Es gibt auch ein Alchemiesystem. Indem ihr Gegenstände miteinander kombiniert, erhaltet ihr entweder eine stärkere Variante (z.B. einen besseren Heiltrank) oder gänzlich neue. Ihr findet hierfür im Laufe des Spiels einige Rezepte, doch braucht ihr diese nicht unbedingt. Theoretisch könnt ihr direkt alles miteinander kombinieren und herstellen, doch mit den Rezepten ist dies eindeutig einfacher.

Um sich leichter zwischen einigen Zonen eines Gebietes zu bewegen, könnt ihr euch von Rastzonen aus zu anderen, bereits besuchten, Rastzonen teleportieren. Gerade im späteren Spielverlauf, wo die Gebiete größer sind, ist dies eine willkommene Möglichkeit, falls ihr euch bereits kurz vorm Boss befindet und auf der Übersichtskarte, Select-Taste, seht, dass ihr eine Zone am Anfang noch nicht besucht habt.

Habt ihr die Geschichte eines Charakteres abgeschlossen, schaltet ihr eine weitere frei, mit einem neuen Charakter. Insgesamt gibt es 5 Charaktere, welche sich in den Fähigkeiten sehr unterscheiden. Weiß sich der eine eher in der Eismagie zu behaupten, beherrscht ein anderer Feuermagie. Die Geschichten dieser 5 Figuren spielen häufig zur gleichen Zeit, jedoch erlebt ihr diese dann aus gänzlich anderen Blickwinkeln. So erfahrt ihr immer mehr über die Hauptgeschichte und gegen Ende schließen sich die 5 zusammen und ihr übernehmt ebenfalls die Steuerung über alle.

Fazit
Ein wunderschönes Spiel mit einer sehr interessanten und fantastischen Geschichte und einem durchaus guten Kampfsystem.
Das Spiel wurde hierzulande sogar lokalisiert, es bietet also auch deutsche Bildschirmtexte!

Grafik
Wie aus einem Märchenbuch, recht bunt, dennoch nicht zu kindisch.

Sound
Ein beruhigender Soundtrack sorgt schließlich für den letzten Hauch von Märchen.
Es gibt sogar eine Sprachausgabe, wo ihr zwischen Englisch und Japanisch wählen könnt. Beide sind qualitativ sehr hochwertig.

Schlussworte
Odin Sphere: Leifthrasir ist, wie bereits erwähnt, ein wunderschönes Spiel mit klassisch märchenhafter Musik und einer Geschichte, die sich spielt und liest wie ein Märchen aus längst vergangenen Tagen.
Das Kampfsystem ist schnell, actionlastig und spaßig. Rundenbasierte Kämpfe wären hier völlig fehl am Platz.

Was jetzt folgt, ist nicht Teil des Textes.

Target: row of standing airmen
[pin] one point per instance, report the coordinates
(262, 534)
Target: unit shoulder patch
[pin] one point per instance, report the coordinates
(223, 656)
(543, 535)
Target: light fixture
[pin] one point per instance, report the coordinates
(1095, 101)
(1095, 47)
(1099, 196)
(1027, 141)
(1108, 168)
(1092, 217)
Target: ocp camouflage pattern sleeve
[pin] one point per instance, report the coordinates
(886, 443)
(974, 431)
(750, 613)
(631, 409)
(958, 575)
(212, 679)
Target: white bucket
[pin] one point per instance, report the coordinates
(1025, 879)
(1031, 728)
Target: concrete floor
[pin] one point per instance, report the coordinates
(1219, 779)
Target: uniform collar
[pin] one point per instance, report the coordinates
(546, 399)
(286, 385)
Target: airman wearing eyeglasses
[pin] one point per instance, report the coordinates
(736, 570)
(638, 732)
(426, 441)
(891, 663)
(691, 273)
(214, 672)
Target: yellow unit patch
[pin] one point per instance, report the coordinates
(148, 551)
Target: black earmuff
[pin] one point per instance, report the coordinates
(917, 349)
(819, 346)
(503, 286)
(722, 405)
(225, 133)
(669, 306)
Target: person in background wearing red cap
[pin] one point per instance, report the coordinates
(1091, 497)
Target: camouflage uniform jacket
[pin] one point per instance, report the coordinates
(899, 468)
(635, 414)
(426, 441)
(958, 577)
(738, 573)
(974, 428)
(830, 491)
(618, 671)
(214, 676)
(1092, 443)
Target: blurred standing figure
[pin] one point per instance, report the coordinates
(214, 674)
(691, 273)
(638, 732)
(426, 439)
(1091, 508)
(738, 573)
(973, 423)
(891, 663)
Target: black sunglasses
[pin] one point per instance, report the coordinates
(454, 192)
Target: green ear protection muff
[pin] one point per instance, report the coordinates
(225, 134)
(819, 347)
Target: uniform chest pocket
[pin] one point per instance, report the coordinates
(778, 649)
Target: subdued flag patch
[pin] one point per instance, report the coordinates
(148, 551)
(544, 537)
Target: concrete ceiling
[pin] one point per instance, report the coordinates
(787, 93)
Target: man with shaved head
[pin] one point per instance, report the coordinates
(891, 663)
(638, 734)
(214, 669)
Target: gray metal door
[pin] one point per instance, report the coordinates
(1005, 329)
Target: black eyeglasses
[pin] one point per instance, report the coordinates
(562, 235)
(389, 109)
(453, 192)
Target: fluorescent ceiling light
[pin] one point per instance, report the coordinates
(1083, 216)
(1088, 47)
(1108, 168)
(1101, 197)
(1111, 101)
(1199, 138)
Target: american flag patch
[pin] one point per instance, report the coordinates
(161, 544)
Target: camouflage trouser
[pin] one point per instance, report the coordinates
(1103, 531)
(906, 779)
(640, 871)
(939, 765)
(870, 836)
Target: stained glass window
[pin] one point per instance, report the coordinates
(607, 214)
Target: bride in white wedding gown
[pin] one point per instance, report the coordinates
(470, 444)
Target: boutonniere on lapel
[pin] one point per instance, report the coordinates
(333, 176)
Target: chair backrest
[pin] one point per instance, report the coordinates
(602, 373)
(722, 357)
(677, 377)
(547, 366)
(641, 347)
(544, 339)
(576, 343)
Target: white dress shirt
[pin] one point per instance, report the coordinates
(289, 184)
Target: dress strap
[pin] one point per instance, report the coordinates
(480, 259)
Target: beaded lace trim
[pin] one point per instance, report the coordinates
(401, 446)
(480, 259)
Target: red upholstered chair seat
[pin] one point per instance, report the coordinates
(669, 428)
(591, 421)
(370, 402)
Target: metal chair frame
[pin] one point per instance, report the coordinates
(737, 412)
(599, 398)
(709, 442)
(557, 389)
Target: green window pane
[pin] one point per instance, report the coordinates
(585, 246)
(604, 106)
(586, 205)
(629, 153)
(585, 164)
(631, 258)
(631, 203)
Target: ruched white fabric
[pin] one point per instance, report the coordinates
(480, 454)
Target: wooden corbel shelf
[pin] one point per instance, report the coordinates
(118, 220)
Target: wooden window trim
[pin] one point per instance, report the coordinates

Durch die 5 spielbaren Charaktere bietet das Spiel einen großen Wiederspielwert. Zwar sind viele der zu besuchenden Gebiete identisch mit denen anderer Charaktere, doch sind die Zonen anders aufgebaut und aufgeteilt.
Odin Sphere: Leifthrasir erhält von mir eine Bewertung von 90%. Grafik, Musik und Spielweise harmonieren perfekt miteinander und man fühlt sich so, als wäre man selbst mitten in der Geschichte. Durch die Dialoge und Sprachausgabe fühlt man mit den einzelnen Figuren mit und man möchte zu jedem Zeitpunkt wissen, wie es weiter geht.